C'est pour cela que tu t'extériorises beaucoup sur scène...

Oh, je ne fais rien d'extraordinaire... Sur scène, je suis moi-même. Mon jeu n'a rien à voir avec celui d'un quelconque personnage de théâtre. C'est juste une forme de communication. Toutes les chansons de Pulp ont un rapport direct ou indirect avec ma propre vie. On ne peut pas jouer avec ces choses...

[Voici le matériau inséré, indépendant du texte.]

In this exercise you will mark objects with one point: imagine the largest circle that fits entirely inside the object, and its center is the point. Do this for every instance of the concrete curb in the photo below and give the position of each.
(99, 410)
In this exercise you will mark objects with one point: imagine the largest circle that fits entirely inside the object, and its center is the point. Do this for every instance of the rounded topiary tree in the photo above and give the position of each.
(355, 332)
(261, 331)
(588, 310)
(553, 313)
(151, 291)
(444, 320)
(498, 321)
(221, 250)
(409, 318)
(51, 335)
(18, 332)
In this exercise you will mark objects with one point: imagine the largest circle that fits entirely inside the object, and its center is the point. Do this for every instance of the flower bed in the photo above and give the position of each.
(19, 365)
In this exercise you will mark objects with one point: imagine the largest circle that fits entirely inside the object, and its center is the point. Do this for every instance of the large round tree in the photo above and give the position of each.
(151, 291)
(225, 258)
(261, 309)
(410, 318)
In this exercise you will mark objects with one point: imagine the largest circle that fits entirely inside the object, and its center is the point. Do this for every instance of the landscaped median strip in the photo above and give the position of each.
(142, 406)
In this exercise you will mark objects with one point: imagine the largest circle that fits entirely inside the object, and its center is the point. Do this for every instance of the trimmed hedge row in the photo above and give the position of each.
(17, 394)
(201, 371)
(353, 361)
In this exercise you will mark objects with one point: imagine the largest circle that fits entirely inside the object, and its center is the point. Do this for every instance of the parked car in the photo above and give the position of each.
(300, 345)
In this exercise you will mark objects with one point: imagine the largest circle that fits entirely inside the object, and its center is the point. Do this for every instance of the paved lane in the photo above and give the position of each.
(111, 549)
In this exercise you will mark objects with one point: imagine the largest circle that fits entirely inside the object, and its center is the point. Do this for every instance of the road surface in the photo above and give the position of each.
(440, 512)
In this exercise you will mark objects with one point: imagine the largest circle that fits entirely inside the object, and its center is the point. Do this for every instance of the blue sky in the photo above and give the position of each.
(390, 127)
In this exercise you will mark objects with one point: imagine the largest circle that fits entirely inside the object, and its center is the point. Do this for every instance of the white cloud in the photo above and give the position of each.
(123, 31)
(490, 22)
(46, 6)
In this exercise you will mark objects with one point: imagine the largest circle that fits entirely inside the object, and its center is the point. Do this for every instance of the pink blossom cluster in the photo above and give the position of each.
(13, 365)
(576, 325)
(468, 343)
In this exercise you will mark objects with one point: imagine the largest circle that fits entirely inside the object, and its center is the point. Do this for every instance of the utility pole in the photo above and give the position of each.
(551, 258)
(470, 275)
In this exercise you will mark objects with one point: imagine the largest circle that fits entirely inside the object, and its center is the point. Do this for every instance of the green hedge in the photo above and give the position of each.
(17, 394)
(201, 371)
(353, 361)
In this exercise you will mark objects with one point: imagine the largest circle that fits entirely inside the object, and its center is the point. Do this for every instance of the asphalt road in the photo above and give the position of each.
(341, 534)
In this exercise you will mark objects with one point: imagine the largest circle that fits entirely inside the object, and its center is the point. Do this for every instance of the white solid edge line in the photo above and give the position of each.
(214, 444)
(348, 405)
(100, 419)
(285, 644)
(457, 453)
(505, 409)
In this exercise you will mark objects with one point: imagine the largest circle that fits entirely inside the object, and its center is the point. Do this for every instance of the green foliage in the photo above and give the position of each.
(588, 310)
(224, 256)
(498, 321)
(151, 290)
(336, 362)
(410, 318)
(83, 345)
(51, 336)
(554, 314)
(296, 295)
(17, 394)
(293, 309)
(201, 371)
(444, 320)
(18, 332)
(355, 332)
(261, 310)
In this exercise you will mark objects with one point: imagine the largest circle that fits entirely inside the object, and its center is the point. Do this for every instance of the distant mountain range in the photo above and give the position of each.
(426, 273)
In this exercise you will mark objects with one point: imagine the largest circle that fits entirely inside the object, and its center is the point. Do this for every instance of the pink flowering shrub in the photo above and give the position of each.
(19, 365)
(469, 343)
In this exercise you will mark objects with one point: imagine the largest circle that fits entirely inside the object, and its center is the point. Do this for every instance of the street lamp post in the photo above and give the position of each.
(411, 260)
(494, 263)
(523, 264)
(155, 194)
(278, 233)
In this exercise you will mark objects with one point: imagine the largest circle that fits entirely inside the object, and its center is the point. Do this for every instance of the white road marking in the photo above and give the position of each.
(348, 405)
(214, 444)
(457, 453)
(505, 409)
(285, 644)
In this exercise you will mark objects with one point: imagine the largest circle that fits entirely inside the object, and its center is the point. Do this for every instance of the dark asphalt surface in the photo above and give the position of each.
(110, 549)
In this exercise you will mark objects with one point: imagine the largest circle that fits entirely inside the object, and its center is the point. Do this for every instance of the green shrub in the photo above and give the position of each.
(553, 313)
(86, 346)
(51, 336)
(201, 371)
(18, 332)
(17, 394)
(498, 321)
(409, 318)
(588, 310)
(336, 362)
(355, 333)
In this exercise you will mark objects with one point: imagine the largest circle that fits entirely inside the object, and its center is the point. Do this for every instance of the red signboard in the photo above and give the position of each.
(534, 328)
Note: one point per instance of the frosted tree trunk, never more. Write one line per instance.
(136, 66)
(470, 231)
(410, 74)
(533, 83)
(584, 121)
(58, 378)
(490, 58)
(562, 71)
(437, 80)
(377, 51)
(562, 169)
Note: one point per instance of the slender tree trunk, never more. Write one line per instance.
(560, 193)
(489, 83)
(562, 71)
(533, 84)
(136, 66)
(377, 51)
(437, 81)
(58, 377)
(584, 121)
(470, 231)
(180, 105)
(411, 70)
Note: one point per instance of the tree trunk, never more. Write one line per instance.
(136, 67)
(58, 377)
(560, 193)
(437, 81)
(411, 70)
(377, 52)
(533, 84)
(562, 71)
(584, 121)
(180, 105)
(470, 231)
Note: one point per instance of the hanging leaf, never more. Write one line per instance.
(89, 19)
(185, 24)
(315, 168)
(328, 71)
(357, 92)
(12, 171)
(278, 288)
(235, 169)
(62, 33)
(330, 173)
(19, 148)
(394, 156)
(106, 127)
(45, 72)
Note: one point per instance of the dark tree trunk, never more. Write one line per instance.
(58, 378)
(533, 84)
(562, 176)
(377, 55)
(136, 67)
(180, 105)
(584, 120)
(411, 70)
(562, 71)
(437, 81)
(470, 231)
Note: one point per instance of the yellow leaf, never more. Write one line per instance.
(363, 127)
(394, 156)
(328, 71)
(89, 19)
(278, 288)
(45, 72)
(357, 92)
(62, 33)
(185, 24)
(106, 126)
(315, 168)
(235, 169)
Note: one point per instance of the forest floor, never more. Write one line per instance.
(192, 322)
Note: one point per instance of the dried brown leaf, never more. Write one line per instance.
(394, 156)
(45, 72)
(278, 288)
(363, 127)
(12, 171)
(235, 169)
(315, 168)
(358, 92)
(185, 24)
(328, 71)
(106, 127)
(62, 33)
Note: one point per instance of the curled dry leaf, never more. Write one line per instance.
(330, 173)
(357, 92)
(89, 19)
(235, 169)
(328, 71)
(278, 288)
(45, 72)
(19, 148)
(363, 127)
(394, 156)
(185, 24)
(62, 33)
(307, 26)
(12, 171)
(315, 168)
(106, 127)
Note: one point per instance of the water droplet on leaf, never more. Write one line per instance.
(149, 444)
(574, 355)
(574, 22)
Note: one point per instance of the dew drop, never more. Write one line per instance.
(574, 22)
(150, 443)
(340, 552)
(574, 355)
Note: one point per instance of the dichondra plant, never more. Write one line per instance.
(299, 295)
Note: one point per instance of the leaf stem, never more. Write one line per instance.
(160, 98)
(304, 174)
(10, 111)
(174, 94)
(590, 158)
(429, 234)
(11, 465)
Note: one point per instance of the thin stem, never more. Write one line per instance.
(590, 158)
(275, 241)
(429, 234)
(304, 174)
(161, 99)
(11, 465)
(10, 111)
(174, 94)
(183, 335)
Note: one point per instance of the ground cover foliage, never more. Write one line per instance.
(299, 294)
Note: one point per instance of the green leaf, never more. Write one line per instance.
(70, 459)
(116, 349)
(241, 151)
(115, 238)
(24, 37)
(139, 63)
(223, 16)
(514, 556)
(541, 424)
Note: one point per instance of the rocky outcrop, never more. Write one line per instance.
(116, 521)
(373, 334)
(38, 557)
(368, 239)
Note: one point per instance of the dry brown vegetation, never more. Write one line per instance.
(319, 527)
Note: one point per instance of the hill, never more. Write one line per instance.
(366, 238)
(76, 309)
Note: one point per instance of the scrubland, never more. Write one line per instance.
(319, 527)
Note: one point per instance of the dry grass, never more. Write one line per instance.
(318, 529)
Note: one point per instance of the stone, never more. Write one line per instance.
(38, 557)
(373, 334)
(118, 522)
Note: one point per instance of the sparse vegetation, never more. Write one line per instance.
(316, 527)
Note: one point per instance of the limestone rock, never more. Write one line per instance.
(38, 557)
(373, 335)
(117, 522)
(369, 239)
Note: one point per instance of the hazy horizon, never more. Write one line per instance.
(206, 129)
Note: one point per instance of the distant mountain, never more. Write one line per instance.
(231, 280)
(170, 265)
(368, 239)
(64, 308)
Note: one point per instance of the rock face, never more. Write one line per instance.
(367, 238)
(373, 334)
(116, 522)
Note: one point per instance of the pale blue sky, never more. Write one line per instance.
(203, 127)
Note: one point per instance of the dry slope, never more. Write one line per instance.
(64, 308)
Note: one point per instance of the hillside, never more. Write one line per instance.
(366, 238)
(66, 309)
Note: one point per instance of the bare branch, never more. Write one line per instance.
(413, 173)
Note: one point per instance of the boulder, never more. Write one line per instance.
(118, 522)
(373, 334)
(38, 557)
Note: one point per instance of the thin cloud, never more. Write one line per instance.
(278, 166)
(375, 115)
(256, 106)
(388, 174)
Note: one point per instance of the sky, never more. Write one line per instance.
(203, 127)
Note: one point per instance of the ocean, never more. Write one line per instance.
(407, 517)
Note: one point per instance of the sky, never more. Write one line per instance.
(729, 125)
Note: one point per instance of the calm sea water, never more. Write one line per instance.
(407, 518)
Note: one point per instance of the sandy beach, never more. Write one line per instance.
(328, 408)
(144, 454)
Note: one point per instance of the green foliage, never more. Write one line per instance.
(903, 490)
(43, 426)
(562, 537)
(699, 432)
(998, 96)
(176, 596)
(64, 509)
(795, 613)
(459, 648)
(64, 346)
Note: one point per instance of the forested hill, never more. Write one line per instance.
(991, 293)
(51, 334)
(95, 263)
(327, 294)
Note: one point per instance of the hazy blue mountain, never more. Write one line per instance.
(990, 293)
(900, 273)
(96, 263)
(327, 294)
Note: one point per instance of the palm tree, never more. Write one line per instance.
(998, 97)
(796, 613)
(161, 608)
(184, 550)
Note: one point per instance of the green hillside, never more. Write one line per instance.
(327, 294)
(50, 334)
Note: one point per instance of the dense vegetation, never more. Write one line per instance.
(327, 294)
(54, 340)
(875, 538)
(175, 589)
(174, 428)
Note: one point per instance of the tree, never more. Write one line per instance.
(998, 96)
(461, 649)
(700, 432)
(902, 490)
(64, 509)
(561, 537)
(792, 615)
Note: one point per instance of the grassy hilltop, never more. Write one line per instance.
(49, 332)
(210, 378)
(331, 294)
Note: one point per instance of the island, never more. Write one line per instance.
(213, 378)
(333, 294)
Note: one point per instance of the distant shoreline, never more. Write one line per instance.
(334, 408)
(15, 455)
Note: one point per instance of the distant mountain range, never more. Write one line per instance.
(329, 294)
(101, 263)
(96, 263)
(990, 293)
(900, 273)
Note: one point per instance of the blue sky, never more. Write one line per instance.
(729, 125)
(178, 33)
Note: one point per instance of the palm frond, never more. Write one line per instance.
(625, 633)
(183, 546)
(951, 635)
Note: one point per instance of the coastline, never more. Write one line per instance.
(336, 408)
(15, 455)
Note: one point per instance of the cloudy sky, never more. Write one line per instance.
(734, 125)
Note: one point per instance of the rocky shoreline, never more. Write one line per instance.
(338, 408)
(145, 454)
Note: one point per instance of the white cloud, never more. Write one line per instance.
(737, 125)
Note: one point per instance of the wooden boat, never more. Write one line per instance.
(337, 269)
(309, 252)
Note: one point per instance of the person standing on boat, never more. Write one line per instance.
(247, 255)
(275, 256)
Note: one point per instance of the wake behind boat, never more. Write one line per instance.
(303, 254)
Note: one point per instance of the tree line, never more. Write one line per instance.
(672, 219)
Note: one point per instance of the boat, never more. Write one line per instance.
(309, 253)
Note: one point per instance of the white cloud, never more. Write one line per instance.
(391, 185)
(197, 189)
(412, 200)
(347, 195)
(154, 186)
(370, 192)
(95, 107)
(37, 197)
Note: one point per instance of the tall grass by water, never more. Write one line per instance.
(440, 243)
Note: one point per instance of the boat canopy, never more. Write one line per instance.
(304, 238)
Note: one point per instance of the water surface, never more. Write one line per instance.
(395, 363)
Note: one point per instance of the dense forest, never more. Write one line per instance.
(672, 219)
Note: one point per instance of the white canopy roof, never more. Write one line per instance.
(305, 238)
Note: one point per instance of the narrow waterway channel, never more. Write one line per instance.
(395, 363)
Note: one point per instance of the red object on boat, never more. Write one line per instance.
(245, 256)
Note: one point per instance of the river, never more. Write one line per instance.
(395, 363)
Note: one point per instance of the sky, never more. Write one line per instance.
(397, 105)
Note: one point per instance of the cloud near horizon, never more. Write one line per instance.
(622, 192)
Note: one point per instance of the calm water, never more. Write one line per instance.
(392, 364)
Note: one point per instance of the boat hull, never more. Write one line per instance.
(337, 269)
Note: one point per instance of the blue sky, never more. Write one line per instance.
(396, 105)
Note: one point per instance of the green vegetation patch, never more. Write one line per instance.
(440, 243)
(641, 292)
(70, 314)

Comment as-tu découvert Polnareff?

Par hasard et je ne connais que très peu son travail. Un ami, à Sheffield, possède un 45 tours avec cette chanson, Le Roi Des Fourmis. Malgré mon mauvais français, nous la jouons de temps en temps en concert. Nous l'avons même enregistrée, à l'initiative de Bertrand Burgalat (NDLR: producteur et arrangeur français), pour un album-hommage. Malgré les participations de Nick Cave, Saint Etienne ou des Residents, aucune date de sortie n'est prévue.

Comment expliques-tu. l'indifférence des années passées vis à vis de Pulp?

Je ne sais pas. Peut-être n'étions-nous pas au bon moment quand il le fallait. Contrairement à ce que l'on pense, ce n'est pas le public qui est venu à nous: nous nous sommes considérablement améliorés. C'est peut-être la seule véritable explication même si l'air du temps nous est, sans aucun doute, plus favorable. Une chose est sûre, pour la première fois, nous paraissons être en phase avec les journalistes et le public. Attention, je ne jette la pierre à personne pour les années de galère. Il serait idiot de se plaindre alors que, dix ans après, Pulp est toujours là. N'est-ce pas l'essentiel?

Parle nous du film que tu as tourné pour accompagner la sortie de Do You Remember The First Time...

Hum... Le cinéma est, avec la musique, mon centre d'intérêt principal. Je l'ai étudié à l'université. Depuis plusieurs mois, je m'y suis remis assidûment en réalisant des vidéos pour Tindersticks et Aphex Twin. Do You Remember The First Time est un film de 25 minutes sur la perte de la virginité. J'ai interrogé quatorze personnes, en me comptant, aussi diverses que Terry Hall, Alison Steadman, John Peel ou Justine d'Elastica. Je me suis intéressé aux détails de ce moment particulier: l'heure, l'endroit, l'âge, la façon d'être habillé, etc. Je voulais montrer, à la lumière de certains critères objectifs et sous couvert d'anecdotes, que la perte de sa virginite, est une expérience unique. J'ai également voulu désacraliser cet événement. On a trop tendance à l'idéaliser alors que la réalité est beaucoup moins romantique. L'arrière d'une voiture, une vague connaissance ou une ébriété avancée sont plus souvent le lot commun.

Que penses-tu de ce revival punk, que les média nomment The New Wave Of The New Wave?

C'est un phénomène de mode. Le mouvement punk, celui de la fin des années 70, a changé ma vie. La musique m'importait peu mais ce mode de vie, cette attitude m'ont transformé. Je ne pense pas qu'aujourd'hui, The New Wave Of The New Wave puisse produire un tel effet sur les gens. C'est trop superficiel. Mis à part, la musique et l'apparence, cette manière de s'habiller, il n'y a rien de radical. Le contexte social est vraiment différent. Le punk était avant tout un événement social. Si, de nos jours, chanter l'apologie de la drogue suffit à passer pour révolté, alors ça ne m'intéresse pas.